The user job is to express how to partition the problem. To do that properly, they need to know, e.g., "how many bytes can I fit in the next partition per unit-of-compute", so the langue/run-time has to tell them that.

I don't know if knowing the costs of memory access at each level or across levels is useful. It is a reasonable assumption that, at the next level, memory accesses are at least one order of magnitude faster, and that synchronizing across the hierarchy is very expensive and should be minimized. That's a good assumption to write your programs with, and knowing actual costs do not really help you there.

> Another subtle but important question is: what primitives should a language provide to access a memory level, and which ones to move between levels. An obvious choice is to treat each level as an array

I think CUDA's __shared__ memory is quite good. E.g. per kernel, a way to obtain memory in the level of the hierarchy that the kernel is currently working on. Nobody has extended CUDA to multiple levels because there hasn't been a need, but I expect these programs to be "recursive" in the sense that they recursively partition a problem, and for __shared__ memory on each recursion level to give you memory at a different level of the hierarchy.

To move memory across levels of the hierarchy, you would just use raw pointers, with appropriate reads/writes (e.g. atomic ones). The exact instructions that get emitted would then depend on which level of the hierarchy you are. For that the compiler needs to know something about the architecture it is compiling for, but that seems unavoidable.

> [1] Z. DeVito, J. Hegarty, A. Aiken, P. Hanrahan, J. Vitek, Terra: A Multi-Stage Language for High-Performance Computing. https://cs.stanford.edu/~zdevito/pldi071-devito.pdf

Thanks, I actually hadn't read the Terra paper. I'll try to get to it this weekend. I think that using a Lua-like language as the meta-programming for your language (e.g. Regent) is an interesting approach, but it is not necessary.

For example, Scheme, Lisp, Haskell, D and Rust have shown that you can do meta-programming quite well in the same language you do normal programming in, without having to learn a completely different "meta-language".

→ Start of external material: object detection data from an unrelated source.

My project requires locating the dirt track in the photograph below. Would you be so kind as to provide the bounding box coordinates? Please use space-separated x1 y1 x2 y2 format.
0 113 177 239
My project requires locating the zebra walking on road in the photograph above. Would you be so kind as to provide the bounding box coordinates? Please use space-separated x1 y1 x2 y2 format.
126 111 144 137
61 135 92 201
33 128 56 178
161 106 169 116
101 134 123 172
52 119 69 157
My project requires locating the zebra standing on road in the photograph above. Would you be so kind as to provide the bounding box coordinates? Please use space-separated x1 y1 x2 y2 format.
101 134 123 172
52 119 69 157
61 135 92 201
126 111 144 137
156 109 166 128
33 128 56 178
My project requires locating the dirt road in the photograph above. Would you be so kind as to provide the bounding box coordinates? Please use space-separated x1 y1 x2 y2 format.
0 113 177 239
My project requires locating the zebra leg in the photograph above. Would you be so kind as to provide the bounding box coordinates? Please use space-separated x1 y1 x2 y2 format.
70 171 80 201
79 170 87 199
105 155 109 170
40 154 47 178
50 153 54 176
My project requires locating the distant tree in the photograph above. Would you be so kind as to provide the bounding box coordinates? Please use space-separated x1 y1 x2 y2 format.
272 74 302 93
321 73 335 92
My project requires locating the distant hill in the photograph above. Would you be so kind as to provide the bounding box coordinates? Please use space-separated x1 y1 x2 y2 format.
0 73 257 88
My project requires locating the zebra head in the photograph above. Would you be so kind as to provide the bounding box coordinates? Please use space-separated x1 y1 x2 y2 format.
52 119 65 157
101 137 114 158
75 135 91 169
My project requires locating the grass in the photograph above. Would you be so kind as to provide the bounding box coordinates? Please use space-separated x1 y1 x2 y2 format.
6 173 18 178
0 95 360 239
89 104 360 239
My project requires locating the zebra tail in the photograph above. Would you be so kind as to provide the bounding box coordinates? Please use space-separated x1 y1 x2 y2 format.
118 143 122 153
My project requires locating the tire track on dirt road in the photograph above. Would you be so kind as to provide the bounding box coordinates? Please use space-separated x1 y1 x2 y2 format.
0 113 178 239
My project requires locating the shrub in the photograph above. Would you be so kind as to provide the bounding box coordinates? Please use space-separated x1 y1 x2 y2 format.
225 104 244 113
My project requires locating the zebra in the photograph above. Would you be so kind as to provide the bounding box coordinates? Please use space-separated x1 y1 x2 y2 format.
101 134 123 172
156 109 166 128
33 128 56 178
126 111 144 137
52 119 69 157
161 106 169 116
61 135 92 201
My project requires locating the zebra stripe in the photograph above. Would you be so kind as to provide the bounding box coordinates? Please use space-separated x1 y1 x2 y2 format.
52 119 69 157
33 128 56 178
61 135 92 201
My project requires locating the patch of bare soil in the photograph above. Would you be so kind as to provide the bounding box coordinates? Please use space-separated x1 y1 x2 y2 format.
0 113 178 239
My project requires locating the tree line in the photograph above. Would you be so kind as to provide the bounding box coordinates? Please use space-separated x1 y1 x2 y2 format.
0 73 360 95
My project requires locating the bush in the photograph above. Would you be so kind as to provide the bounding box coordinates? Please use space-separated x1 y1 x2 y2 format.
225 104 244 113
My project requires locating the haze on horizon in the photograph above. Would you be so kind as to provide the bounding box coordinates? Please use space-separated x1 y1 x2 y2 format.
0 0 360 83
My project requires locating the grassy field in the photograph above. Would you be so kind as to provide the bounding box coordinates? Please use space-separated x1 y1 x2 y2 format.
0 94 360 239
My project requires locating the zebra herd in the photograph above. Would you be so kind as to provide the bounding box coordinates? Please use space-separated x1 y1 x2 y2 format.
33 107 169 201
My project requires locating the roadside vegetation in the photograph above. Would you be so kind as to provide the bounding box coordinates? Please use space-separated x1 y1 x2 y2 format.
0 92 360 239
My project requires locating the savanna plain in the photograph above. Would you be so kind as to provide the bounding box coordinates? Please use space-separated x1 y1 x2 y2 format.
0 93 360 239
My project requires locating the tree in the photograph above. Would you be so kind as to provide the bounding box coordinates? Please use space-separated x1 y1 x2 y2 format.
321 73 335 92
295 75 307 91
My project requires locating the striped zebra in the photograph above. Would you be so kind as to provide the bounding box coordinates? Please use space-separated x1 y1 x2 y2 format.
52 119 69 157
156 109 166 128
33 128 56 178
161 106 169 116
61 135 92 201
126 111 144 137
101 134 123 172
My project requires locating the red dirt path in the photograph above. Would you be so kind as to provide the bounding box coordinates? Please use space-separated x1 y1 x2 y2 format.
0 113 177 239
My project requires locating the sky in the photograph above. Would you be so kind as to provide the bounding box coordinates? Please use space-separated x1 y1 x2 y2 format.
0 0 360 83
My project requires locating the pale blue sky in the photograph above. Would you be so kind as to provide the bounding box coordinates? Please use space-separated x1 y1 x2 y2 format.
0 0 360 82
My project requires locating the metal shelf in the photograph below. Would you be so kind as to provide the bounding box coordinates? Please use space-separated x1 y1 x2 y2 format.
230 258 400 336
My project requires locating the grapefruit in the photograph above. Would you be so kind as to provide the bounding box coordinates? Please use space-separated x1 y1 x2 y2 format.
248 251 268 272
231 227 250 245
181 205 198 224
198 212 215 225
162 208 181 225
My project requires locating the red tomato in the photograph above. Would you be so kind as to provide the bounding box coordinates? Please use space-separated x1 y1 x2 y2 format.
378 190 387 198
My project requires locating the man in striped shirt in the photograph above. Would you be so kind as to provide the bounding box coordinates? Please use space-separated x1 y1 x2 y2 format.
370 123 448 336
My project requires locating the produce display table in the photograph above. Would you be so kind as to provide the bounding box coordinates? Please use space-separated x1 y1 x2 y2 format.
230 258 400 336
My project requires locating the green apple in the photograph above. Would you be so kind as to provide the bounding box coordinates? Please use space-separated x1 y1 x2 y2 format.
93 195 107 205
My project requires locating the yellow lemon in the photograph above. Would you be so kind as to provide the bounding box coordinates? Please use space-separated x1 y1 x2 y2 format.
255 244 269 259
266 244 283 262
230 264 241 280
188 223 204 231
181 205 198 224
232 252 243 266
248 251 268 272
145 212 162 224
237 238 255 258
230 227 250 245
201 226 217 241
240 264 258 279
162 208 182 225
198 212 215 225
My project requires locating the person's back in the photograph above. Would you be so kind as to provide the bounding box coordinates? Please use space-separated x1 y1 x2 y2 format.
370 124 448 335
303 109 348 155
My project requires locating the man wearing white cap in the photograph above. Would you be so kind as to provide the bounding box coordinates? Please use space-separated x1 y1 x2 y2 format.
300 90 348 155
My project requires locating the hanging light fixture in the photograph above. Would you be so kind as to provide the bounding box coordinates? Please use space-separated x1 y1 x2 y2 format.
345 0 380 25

I particularly like Rust procedural macros. It is normal run-time Rust code that just get first compiled, and then executed (with your source code as input) during compilation, with some twist to make that quite fast (e.g. the compiler parses an AST, and the proc macros do AST->AST folds).

If one wants to delay that until run-time, one should just do so (e.g. you just embed your compiler in your app, and when your proc macros run, its "run-time"). No need to layer multiple languages, but maybe the Terra paper convices me otherwise.